Asimismo, me he convertido en un autor vetado en el suplemento dominical en el que colaboré semanalmente durante ocho años. Si me fui de él fue porque me censuraron un artículo sobre la religión y la iglesia, y los detalles del caso pueden leerse en mi recopilación Harán de mí un criminal (Alfaguara, 2003). El asunto me pareció tan escandaloso, en 2002 y en un país en el que -no se olvide- la censura es ilegal, que no me abstuve de contarlo a la prensa, y estoy convencido de que es eso lo que no se me ha perdonado. A lo largo de los seis años siguientes, ese dominical no ha dicho una sola palabra de nada relacionado conmigo: ya he podido sacar una larguísima novela en tres volúmenes o ganar algunos premios extranjeros, que para él yo no existo. No son las únicas publicaciones que me combaten o silencian sistemáticamente, y el encono de todas alcanza hasta a la modestísima editorial que patrocino y dirijo, Reino de Redonda, que, si bien saca sólo dos o tres títulos al año, para ellas no ha sacado ninguno a lo largo de sus ocho años de existencia.

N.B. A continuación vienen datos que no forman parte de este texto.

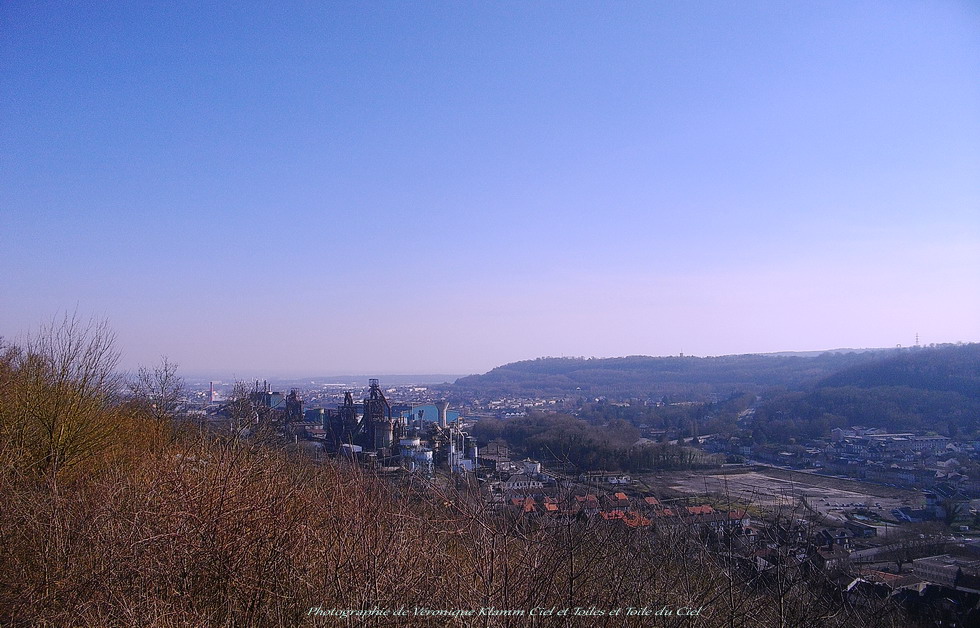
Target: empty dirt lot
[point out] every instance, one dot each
(771, 488)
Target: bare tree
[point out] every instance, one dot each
(67, 385)
(159, 390)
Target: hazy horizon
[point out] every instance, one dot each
(449, 187)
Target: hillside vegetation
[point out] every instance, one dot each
(653, 377)
(919, 389)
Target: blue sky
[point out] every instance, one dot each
(317, 188)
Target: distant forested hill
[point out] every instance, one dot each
(917, 389)
(643, 376)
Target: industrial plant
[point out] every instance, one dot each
(417, 438)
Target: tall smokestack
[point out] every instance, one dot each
(441, 406)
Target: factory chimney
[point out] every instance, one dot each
(441, 406)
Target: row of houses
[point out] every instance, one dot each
(633, 512)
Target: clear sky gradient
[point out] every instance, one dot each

En cuanto a las rectificaciones o supresiones «exigidas», recuerdo algunas que resultarían cómicas si no fuera por lo que delatan. En una ocasión, invitado por una famosa revista de moda francesa a hablar sobre su mundillo, me permití recomendar a los modistos -perdón, diseñadores- que no salieran a saludar al final de sus desfiles, ya que la mayoría tiene pinta de mamarracho, y puse ejemplos reconocibles. La revista me urgió a suprimir ese párrafo: «Si esos diseñadores se molestan (y se molestarían mucho), nos quitarán su publicidad durante meses, si es que no para siempre», me dijeron. En otra oportunidad, en otro sitio, me rogaron que no criticara, como había hecho, a la agencia de viajes de unos grandes almacenes, pues dichos almacenes tenían por costumbre retirar asimismo su publicidad, durante seis meses, ante cualquier reproche impreso a sus servicios. También hubo una vez en que me permití decir, en un artículo, que determinado banquero gastaba patillas de bandolero o de mayordomo. La directora de la publicación me llamó alarmada para pedirme que suprimiera la frase: el banco que por entonces dirigía el mayordomo o bandolero -acabó imputado por estafa, por cierto- era uno de los principales accionistas de la revista. Lo curioso es que poco antes había escrito otra pieza metiéndome abiertamente con el banco en cuestión, del que se había sabido que financiaba compras de armamento al semidictador Hugo Chávez o algo por el estilo, y esa pieza salió sin problemas. Parece que lo que menos se tolera son los ataques a la vanidad personal, ya se trate de modistos o de banqueros.

Escribir o negarse a escribir es, pues, peligroso, también en lo cotidiano. Uno nunca sabe cuándo mete la pata hasta el fondo ni cuándo va a ganarse enemistades imperecederas.